Abstract

Abstract Corpora are nowadays the primary source of many dictionaries and the core element of various platforms and information systems. Lexicographers have therefore a variety of new possibilities which were unthinkable in the past with different types of corpora available for use in the data collection phase of the lexicographic process (Flinz 2021). Not only lexicographers, but also other types of users (academics, translators, teachers, students etc.) can profit from them, especially when corpora are public and can be accessed using corpus linguistic tools (Ballestracci/Buffagni/Flinz 2020; Flinz/Farina 2020). The LBC-corpora are monolingual specialized comparable corpora, already online (http://corpora.lessicobeniculturali.net/) and, as monitor corpora (Lemnitzer/Zinsmeister 2015: 140), they will be augmented over time. They can be analysed using the open source tool NoSketchEngine (Billero 2020). The LBC-Corpora are also the lexicographic primary source of the LBC multilingual dictionary, which is in preparation: the provisional entry lists of different languages (Spanish, German, and French) are now ready (Billero/Farina/Nicolás Martínez 2020) and together with a selection of KWICS, which have been carefully selected following a quantitative-qualitative procedure (for German see Buffagni/Flinz/Ballestracci in prep.), will soon be online (Flinz et al. in prep.). The purpose of this paper is to reflect on the LBC-corpora from a double perspective: from the user of the LBC-platform and from the lexicographic team. In the first case following an overview of the principal characteristics of the LBC-Platform, the focus will be on the accessible corpora showing the tools which can be used (§ 2). In the second case the LBC-corpora will be examined in their function as a data basis for the LBC-Dictionary (§ 3).

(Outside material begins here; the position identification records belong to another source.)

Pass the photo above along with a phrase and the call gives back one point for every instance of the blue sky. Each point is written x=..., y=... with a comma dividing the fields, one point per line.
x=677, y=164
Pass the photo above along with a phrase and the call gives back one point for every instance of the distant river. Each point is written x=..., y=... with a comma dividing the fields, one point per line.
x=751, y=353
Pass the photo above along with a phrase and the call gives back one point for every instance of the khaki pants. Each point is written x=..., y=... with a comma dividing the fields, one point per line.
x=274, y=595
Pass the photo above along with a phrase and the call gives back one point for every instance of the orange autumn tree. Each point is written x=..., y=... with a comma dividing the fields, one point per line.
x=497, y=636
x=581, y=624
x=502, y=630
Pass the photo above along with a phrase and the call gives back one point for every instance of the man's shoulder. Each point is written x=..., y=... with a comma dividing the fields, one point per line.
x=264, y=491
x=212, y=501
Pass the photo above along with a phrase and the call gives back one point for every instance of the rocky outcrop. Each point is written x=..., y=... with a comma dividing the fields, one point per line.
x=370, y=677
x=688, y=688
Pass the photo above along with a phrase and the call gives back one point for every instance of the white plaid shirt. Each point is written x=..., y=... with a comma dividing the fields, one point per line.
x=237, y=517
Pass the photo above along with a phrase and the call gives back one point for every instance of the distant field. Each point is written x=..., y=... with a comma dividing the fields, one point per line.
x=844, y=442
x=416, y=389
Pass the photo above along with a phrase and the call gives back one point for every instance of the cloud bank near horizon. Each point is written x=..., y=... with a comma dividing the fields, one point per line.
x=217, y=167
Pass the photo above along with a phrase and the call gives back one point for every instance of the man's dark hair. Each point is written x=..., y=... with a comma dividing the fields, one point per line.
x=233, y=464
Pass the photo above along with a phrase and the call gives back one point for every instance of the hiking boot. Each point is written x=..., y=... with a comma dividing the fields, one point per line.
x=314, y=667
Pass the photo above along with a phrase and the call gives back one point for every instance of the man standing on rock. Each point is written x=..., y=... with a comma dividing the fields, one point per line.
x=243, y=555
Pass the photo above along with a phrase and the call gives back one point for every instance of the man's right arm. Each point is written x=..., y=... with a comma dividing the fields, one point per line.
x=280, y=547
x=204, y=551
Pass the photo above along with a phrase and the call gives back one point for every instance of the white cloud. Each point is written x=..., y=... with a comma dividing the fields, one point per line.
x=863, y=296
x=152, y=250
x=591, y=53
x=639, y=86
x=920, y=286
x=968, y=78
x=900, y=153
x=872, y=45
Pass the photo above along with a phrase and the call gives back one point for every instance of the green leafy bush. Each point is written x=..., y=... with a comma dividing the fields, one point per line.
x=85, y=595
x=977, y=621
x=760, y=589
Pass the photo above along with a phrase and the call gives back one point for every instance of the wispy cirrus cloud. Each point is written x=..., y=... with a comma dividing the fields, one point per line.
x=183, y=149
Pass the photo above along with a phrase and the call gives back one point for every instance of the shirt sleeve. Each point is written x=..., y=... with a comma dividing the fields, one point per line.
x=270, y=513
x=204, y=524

The attention will be on the data preparation phase: after discussing the procedure for the realization of the LBC-provisional lemma candidate lists, the focus will be on the adopted procedure for finding equivalence relations and for the individuation of other types of relations between the entries (synonymy, belonging to the same semantic field etc.). In § 4 the focus will be on the LBC-provisional lemma candidate lists and their related KWICs. Conclusions and an outlook to the future can be found in the last section (§ 5).